Top officials whose cell phones appear on the list included Macron, Iraqi President Barham Salih, South African President Cyril Ramaphosa and leaders from Pakistan, Egypt and Morocco.

Countries accused of abusing NSO technologies by reports included Hungary, India, Mexico, Saudi Arabia, the UAE, Bahrain, Morocco and others.

NSO itself had admitted it had cut off at least five governmental clients who abused its technology to go after exactly the kinds of people on the above list – even if it is not those same people.

An NSO source reportedly leaked to NPR that as a result of the current crisis, the company specifically ended its contracts with the Saudis and the UAE.

However, a deeper investigation by The Jerusalem Post found that there was very little concrete information in these reports to grab on to. Most of what was reported in July did not break new ground as much as it added color to prior reports for years that some of NSO's clients have abused Pegasus.

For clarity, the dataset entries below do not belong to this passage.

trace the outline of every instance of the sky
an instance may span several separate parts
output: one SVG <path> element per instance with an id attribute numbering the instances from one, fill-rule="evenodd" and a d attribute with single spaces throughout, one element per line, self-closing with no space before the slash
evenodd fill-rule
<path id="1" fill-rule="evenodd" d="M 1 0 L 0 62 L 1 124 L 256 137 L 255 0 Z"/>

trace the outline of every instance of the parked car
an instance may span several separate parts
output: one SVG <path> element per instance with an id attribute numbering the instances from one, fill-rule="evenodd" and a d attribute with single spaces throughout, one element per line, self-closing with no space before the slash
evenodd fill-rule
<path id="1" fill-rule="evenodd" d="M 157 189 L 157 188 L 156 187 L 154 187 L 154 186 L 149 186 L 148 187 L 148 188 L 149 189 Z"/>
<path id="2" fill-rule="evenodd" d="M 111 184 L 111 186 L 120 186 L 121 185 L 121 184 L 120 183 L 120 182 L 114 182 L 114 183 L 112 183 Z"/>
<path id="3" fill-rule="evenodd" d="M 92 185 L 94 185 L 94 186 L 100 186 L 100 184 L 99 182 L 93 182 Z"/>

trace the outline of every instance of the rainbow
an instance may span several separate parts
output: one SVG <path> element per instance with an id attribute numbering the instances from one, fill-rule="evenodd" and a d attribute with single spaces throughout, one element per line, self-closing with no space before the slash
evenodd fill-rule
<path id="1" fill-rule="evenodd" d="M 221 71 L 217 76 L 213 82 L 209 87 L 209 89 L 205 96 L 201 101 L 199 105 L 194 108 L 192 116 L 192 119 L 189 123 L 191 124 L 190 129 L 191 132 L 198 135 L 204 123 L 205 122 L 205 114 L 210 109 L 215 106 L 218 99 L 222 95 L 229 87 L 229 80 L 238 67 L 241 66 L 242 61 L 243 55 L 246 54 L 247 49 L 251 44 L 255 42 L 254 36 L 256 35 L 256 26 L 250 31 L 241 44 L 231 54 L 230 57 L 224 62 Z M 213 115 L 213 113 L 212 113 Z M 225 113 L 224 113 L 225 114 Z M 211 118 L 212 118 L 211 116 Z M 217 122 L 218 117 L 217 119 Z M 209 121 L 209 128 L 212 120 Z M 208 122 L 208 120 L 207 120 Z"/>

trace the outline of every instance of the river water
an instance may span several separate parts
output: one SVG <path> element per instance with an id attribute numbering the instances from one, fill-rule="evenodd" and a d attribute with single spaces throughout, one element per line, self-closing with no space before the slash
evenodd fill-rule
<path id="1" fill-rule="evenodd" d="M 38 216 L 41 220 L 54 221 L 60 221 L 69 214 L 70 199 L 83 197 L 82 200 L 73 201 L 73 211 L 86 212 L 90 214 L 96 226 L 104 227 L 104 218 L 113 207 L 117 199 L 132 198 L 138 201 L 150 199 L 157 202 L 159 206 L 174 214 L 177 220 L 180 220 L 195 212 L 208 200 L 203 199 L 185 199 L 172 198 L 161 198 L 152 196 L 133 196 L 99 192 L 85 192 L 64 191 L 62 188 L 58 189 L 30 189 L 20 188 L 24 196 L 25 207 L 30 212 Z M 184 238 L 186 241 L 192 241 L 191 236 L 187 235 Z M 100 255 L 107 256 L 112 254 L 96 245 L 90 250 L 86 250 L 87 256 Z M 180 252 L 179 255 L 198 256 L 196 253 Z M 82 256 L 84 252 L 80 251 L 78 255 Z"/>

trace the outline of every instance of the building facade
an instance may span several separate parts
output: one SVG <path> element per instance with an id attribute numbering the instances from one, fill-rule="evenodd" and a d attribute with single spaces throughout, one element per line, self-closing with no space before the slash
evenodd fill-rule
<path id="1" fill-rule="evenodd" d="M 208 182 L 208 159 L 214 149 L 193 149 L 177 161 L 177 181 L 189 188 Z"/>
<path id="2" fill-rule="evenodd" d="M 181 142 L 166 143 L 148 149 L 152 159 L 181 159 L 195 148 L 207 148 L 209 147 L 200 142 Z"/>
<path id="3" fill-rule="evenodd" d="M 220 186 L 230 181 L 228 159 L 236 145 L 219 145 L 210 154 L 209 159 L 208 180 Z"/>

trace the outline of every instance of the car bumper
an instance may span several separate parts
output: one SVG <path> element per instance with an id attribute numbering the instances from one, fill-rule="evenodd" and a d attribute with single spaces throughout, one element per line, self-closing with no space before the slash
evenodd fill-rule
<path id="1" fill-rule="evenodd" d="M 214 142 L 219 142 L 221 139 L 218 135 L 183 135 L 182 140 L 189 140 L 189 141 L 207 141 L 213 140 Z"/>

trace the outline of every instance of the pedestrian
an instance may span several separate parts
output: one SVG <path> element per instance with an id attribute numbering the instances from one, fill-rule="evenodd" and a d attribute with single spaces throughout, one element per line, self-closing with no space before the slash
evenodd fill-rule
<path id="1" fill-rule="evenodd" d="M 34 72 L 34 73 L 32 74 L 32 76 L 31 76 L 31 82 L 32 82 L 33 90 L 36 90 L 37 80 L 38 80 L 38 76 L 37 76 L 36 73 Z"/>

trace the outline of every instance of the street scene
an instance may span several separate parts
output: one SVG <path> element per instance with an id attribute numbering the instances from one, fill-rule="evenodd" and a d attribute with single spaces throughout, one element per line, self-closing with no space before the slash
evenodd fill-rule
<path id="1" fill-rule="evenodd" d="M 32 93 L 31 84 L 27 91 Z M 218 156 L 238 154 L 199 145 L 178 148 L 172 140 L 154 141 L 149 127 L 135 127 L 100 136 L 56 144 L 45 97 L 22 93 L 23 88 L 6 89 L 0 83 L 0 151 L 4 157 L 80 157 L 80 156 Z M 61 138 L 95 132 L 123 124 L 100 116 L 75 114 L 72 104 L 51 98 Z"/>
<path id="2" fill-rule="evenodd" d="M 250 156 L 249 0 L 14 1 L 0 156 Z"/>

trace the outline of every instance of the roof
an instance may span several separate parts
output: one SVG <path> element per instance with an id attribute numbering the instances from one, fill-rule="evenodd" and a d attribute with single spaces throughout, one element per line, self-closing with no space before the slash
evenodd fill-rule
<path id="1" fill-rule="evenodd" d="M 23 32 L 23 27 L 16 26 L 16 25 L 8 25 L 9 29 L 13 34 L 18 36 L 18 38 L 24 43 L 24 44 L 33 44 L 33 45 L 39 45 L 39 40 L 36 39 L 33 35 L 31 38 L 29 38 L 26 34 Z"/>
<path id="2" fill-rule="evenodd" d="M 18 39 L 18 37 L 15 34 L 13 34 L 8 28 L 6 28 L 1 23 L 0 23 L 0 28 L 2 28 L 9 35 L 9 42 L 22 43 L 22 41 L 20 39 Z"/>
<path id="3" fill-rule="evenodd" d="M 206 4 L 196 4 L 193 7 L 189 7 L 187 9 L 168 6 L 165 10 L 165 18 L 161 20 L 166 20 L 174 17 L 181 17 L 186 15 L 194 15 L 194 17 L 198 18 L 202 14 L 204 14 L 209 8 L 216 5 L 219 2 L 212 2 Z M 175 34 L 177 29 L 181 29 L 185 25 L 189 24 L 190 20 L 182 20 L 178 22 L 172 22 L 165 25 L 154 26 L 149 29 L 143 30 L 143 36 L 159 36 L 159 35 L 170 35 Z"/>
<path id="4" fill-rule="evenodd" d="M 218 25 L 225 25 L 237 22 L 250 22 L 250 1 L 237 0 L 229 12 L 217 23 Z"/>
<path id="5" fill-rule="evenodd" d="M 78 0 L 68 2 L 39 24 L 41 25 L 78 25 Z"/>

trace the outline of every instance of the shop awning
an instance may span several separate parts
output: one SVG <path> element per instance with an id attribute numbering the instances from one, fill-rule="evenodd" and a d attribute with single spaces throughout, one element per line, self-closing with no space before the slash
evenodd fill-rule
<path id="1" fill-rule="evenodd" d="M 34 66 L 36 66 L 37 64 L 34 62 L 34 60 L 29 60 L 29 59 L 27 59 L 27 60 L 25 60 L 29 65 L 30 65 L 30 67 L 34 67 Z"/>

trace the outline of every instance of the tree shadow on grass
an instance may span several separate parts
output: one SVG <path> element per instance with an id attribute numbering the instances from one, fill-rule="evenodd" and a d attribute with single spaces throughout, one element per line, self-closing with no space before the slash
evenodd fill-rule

Some outlets directly involved with breaking the NSO story have admitted that they do not know who provided the 50,000 number list and cannot vouch for its credibility, aside from the 37 cell phones where malware was found.

As questions grew about the list, Amnesty gave two messages: not all of the numbers are from NSO and the numbers are from NSO clients showing the character of who NSO clients might go after.

The list of 50,000 cell phones was itself always problematic to close observers, given that each NSO client is usually limited to a dozen or a few dozen targets and the company only has around 60 clients.